Le vieil Homme et les mouettes

Le vieil Homme et les mouettes
Rémi Courgeon – Rozenn Brécard
Seuil Jeunesse 2023

Martin, ou le souvenir d’enfance

Par Michel Driol

Enfant, le narrateur était fasciné par un pêcheur à pied, Martin Lenchanteur, suivi par une foule d’oiseaux de mer. Mais il n’osa jamais lui demander son secret. Devenu adulte, longtemps après la mort du mystérieux pêcheur, le narrateur rencontre son frère, qui lui explique tout.

Ce qui frappe d’abord dans l’écriture de cet album, c’est le ton de la confidence, peut-être autobiographique. Le narrateur, dont on découvre, en effet, à la fin, qu’il s’appelle Rémi, s’adresse à un lecteur pour partager avec lui le souvenir d’un homme qui l’a marqué enfant. Un original, solitaire, qui pêche et dont personne ne mange le fruit de la récolte. Un marginal, timide, vivant à l’écart, dont le nom sonne comme un paronyme de Merlin l’Enchanteur. Toute la première partie du récit le présente, épié par un gamin aux lunettes rouges, tantôt seul, tantôt au milieu d’une foule d’autres pêcheurs. C’est d’abord l’histoire d’un silence, d’une question non posée, de la fascination éprouvée par un enfant qui n’ose pas faire le premier pas et demander. Par crainte ? Par timidité ? Jusqu’à ce qu’il soit trop tard, et que l’homme meure. Sa longue silhouette s’est fondue dans les souvenirs flous d’une enfance qu’on croit avoir rêvée. Belle phrase que celle-ci, qui dit tout, avec poésie, avec simplicité,  du temps qui passe, de l’oubli, de la nostalgie de l’enfance.
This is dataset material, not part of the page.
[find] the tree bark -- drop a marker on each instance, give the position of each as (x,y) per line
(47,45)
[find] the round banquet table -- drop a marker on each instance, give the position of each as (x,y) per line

Cette phrase marque la fin de la première partie. Après une ellipse, on retrouve le narrateur adulte, confronté à un nouveau mystère. La cabane est ouverte, et habitée par un homme qui ressemble en tous points à Martin. Son frère, qui va, à son tour, raconter l’enfance de Martin et révéler la raison pour laquelle les mouettes le suivaient. Pourtant, lorsque le narrateur tente de faire la même chose, rien ne se passe, et il se trouve confronté au même mystère, au même secret, bien gardé par le Mont Saint Michel.

Sans doute cet album évoque-t-il deux enfances, celle du narrateur, puis celle de Martin. Pour autant, il évoque surtout le mystère de cette relation particulière aux oiseaux, relation dont on n’aura pas l’explication rationnelle car, en reproduisant les mêmes gestes, le narrateur n’arrive à rien.  C’est bien de là que provient la magie de l’album : il est des questions auxquelles on ne peut avoir de réponse. Cette magie, ce mystère sont renforcés par le décor féérique de la baie du Mont Saint Michel, magnifiquement représentée par Rozenn Brécard, dans des tons marron et bleu, laissant toute leur place au blanc et aux reflets. Ce qui frappe aussi dans cet album, c’est l’importance de la ligne horizontale qui sépare le ciel de la mer, ligne évoquée par la première phrase du texte, et presque toujours représentée dans les illustrations, comme une façon symbolique de séparer deux mondes, deux espaces que les oiseaux et Martin réunissent dans de superbes plans, comme une façon de montrer le statut à part de cet homme.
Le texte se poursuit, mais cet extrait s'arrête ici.